An advert posted online seeking aid in the development in a new and cheap ransomeware kit caused worry among security firms and companies this week, but researchers have yet to see any hard evidence of its existence.
CryptoLocker, a ransomware virus, has infected around a quarter of a million machines since it first appeared in September 2013. According to research by Dell SecureWorks, earlier versions infected users through email attachments disguised as a PDF.
File-encrypted ransomware is a lucrative and now proven type of cybercrime, but the creator of PrisonLocker offers his kit for only $100s, not the typical $1,000 or more price tag most creation kits carry on underground forums.
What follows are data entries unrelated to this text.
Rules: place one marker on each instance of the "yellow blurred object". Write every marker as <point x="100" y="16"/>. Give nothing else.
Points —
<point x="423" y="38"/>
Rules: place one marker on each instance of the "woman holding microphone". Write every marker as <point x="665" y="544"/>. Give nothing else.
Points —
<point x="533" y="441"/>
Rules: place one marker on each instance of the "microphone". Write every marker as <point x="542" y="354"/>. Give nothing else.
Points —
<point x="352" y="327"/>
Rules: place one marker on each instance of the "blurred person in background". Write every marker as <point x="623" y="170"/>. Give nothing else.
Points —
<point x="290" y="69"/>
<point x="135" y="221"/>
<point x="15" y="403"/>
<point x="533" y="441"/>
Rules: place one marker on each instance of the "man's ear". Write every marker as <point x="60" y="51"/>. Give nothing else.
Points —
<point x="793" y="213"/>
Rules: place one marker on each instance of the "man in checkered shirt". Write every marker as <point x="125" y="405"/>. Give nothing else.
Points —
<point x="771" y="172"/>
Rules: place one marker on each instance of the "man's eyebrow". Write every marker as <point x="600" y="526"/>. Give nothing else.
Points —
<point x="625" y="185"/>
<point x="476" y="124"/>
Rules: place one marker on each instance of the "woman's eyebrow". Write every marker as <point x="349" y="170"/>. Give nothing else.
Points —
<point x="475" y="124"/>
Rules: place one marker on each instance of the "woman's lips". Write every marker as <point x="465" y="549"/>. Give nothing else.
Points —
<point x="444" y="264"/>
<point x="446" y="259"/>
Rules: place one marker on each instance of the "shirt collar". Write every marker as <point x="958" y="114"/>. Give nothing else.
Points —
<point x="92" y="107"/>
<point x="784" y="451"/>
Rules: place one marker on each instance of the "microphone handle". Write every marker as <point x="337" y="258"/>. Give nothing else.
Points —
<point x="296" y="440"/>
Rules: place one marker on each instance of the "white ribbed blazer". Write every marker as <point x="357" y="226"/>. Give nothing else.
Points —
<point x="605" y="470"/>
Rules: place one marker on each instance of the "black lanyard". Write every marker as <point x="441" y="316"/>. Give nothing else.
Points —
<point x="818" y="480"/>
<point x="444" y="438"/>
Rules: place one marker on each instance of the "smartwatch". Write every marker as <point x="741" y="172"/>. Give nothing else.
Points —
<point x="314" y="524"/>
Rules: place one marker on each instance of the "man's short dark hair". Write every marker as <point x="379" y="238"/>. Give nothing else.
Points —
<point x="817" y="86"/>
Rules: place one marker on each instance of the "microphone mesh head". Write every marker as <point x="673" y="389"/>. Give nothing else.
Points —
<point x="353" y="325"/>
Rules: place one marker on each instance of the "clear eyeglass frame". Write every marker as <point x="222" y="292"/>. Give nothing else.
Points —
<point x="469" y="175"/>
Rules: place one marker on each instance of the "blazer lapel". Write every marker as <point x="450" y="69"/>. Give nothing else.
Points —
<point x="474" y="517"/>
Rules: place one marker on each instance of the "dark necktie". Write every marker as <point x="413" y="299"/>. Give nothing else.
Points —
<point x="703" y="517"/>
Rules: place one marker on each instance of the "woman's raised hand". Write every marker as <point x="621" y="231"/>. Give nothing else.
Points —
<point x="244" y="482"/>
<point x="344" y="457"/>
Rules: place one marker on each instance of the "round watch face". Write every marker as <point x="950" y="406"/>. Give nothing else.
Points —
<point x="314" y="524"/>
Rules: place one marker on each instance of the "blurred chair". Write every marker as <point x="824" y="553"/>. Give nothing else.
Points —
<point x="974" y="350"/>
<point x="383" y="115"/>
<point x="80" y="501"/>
Researchers at security tools firm AlienVault and web and email security firm AppRiver both downplayed the threat posed by PrisonLocker, which has yet to result in any real world threat and, perhaps, never will.
Jaime Blasco, director at AlienVault Labs, told The Register: "Based on the research I did on this and checking my sources, most of PowerLocker/PrisonLocker is hype since the only information available is a person that is supposedly developing this new ransomware – but it is not still ready."
Troy Gill, a security analyst at AppRiver, added: "I don't think that this kit has been put into use yet, however it is quite concerning, since we have seen how widespread kits have become for cybercriminals."
"Of course just like CryptoLocker, the best way to protect your data is a cold back-up. As long as offline backups are made regularly, the damage inflicted by this malware will be minimal."